I need to find the solution set of e^(2x - 3) < e^-1. Can I just reduce this down to 2x - 3 < -1? Thanks.

 

[Deleted member 4993]

I need to find the solution set of e^(2x - 3) < e^-1. Can I just reduce this down to 2x - 3 < -1? Thanks.

Yes... only one solution.

You confirm it by plotting

y = e^2x-3

and

y = e^-1

and checking for point/s of intersection.

 

[pka]

I need to find the solution set of e^(2x - 3) < e^-1. Can I just reduce this down to 2x - 3 < -1? Thanks.

What is your question?

 

[metsandnets]

What is the solution set of e^(2x - 3) < e^(-1) ?

 

[mmm4444bot]

I'm thinking that the meaning of Subhotosh's "only one solution" is that the solution set for the original exercise is the same as the solution set for the "reduced" inequality posted.

In other words, you may go ahead and solve the simpler one.

NOTE: Working with the original inequality, instead, is not that involved, for those familiar with properties of exponents and natural logarithms.

 

[HallsofIvy]

What is the solution set of e^(2x - 3) < e^-1?
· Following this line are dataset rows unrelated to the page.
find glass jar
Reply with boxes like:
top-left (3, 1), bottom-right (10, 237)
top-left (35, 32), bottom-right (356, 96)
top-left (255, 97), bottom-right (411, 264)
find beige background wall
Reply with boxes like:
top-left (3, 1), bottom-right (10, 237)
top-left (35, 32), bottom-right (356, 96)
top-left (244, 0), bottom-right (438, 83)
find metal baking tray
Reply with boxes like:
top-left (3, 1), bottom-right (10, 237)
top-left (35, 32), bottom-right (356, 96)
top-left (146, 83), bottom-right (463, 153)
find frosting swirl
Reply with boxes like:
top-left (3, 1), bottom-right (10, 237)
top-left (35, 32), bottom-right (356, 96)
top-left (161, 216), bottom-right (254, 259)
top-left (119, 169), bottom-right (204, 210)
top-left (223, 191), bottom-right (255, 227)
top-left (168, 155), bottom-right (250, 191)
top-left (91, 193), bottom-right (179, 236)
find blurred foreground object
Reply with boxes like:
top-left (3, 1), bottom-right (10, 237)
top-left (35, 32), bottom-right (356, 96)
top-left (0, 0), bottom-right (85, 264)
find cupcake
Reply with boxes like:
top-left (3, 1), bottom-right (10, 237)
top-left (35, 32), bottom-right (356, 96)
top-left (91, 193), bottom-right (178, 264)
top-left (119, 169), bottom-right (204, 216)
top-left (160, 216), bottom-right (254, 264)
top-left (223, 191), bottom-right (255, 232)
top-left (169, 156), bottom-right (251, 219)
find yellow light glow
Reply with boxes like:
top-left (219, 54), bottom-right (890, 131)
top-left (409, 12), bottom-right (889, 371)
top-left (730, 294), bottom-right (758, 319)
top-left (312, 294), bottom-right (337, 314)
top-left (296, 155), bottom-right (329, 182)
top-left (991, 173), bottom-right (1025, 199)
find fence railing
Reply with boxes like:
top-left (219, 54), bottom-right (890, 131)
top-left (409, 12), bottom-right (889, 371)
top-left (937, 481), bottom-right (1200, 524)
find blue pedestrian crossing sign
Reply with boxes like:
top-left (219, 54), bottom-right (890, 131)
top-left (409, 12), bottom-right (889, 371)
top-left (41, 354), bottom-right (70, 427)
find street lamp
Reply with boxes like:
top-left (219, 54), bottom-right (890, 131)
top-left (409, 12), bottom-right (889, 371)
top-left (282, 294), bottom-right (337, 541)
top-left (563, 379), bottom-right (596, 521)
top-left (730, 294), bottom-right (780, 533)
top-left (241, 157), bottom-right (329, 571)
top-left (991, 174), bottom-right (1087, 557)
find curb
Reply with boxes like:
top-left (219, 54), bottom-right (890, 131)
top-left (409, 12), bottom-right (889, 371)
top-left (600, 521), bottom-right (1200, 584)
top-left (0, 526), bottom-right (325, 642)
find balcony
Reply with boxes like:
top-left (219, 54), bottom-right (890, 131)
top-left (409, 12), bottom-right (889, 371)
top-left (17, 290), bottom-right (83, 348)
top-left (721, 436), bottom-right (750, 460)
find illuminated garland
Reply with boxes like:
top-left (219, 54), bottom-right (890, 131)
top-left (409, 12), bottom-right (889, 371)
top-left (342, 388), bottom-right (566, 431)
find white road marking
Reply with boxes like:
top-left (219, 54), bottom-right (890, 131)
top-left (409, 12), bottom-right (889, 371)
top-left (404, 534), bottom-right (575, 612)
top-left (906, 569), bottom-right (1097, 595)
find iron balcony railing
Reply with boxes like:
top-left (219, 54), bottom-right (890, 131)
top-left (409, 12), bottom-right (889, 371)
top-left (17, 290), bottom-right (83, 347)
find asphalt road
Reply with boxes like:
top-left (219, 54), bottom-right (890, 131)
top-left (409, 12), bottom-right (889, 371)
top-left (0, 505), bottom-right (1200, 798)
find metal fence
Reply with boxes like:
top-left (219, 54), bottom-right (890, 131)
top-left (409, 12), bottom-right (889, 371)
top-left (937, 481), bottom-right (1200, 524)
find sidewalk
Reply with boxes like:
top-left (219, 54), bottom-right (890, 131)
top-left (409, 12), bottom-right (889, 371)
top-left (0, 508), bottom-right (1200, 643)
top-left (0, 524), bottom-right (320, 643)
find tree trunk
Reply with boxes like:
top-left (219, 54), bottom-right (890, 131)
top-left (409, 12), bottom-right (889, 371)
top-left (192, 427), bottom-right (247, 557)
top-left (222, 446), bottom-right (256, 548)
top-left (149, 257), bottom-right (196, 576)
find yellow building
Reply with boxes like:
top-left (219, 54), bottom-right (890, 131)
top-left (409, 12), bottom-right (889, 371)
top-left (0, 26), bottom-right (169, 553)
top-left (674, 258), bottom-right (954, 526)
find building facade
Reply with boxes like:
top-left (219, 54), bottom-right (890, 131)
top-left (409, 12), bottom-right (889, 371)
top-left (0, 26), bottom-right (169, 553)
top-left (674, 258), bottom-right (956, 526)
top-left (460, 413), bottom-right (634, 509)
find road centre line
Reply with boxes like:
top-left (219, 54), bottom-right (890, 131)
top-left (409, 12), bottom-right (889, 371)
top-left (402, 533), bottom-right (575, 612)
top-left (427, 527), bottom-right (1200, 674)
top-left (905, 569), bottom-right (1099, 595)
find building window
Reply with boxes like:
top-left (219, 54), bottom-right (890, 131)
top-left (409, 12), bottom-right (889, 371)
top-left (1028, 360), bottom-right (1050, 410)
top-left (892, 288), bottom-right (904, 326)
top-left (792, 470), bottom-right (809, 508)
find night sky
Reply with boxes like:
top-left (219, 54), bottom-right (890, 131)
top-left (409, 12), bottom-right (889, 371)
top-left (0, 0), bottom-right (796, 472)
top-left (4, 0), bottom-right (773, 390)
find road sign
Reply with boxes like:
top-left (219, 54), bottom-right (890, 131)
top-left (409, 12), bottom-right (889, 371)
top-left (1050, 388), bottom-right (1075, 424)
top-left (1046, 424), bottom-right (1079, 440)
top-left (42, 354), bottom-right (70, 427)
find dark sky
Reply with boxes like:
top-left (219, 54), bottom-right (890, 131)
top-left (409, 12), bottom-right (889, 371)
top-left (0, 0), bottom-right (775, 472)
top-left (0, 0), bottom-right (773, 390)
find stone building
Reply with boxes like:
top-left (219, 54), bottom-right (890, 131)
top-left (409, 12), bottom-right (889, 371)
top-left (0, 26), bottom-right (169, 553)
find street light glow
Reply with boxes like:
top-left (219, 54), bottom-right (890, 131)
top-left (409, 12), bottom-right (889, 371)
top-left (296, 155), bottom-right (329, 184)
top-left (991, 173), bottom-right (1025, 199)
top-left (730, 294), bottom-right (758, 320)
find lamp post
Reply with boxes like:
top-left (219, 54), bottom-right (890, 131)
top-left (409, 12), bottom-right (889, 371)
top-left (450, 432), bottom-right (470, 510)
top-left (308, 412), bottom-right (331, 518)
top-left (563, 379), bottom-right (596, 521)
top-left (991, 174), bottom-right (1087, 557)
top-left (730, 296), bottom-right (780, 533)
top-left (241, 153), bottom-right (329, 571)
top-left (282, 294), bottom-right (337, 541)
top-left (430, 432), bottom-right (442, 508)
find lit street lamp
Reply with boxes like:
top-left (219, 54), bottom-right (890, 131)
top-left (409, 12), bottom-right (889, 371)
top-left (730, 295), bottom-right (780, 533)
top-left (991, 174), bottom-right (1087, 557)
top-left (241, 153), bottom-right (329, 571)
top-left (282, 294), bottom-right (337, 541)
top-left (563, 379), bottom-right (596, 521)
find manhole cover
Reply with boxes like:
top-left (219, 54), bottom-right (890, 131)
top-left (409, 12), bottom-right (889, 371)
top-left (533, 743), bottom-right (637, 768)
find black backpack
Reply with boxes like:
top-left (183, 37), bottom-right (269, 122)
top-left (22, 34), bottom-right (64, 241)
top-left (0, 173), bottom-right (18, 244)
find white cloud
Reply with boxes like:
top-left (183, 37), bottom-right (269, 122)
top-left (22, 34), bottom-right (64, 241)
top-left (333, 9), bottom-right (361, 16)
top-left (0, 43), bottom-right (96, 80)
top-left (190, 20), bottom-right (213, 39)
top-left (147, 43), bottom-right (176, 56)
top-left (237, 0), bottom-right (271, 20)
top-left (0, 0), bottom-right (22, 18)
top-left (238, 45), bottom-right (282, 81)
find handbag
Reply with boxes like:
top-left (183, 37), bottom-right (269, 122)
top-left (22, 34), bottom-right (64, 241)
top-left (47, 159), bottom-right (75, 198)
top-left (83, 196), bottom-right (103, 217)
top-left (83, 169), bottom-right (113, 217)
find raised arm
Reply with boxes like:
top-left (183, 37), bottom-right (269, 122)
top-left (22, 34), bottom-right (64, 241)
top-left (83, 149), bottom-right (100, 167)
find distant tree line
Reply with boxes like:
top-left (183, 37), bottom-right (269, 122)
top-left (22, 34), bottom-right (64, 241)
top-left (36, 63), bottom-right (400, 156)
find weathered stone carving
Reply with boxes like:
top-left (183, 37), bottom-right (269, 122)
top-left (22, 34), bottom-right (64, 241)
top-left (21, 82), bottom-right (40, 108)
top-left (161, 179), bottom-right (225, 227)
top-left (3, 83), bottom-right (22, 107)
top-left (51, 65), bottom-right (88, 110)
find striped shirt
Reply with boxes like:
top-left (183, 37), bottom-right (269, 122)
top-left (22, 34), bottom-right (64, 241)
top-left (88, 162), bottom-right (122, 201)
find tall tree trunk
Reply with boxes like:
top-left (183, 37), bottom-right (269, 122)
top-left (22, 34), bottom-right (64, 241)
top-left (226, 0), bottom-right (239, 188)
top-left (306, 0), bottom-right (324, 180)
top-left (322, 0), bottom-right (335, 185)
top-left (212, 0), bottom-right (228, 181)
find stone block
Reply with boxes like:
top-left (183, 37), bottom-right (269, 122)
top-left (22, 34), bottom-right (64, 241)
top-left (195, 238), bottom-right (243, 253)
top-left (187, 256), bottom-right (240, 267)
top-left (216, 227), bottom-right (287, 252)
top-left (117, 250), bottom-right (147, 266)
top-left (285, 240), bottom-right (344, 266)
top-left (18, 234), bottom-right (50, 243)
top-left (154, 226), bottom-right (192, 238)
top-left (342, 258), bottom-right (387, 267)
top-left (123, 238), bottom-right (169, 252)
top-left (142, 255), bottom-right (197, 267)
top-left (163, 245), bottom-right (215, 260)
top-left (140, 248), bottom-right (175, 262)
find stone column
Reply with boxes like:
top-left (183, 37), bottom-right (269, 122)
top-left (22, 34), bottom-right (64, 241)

$\displaystyle e^{2x-3}= \frac{e^{2x}}{e^3}= \frac{(e^x)^2}{e^3}$ so that $\displaystyle e^{2x-3}= e^{-1}$ is the same as $\displaystyle \frac{(e^x)^2}{e^3}= e^{-1}$ which is the same as $\displaystyle (e^x)^2= \frac{e^3}{e}= e^2$. Taking the square root of each side, $\displaystyle e^x= e$ so that x= 1. Now, because all functions here are continuous, x= 1 is the only place where "<" can change to ">". Check one value of x less than 1 and one value of x greater than 1 to see which satisfies the inequality.

As for your original question, yes, the natural logarithm function is an increasing function so if a< b then ln(a)< ln(b). It is perfectly correct to take the logarithm of both sides and say that 2x- 3< -1 so that 2x< 2, x< 1.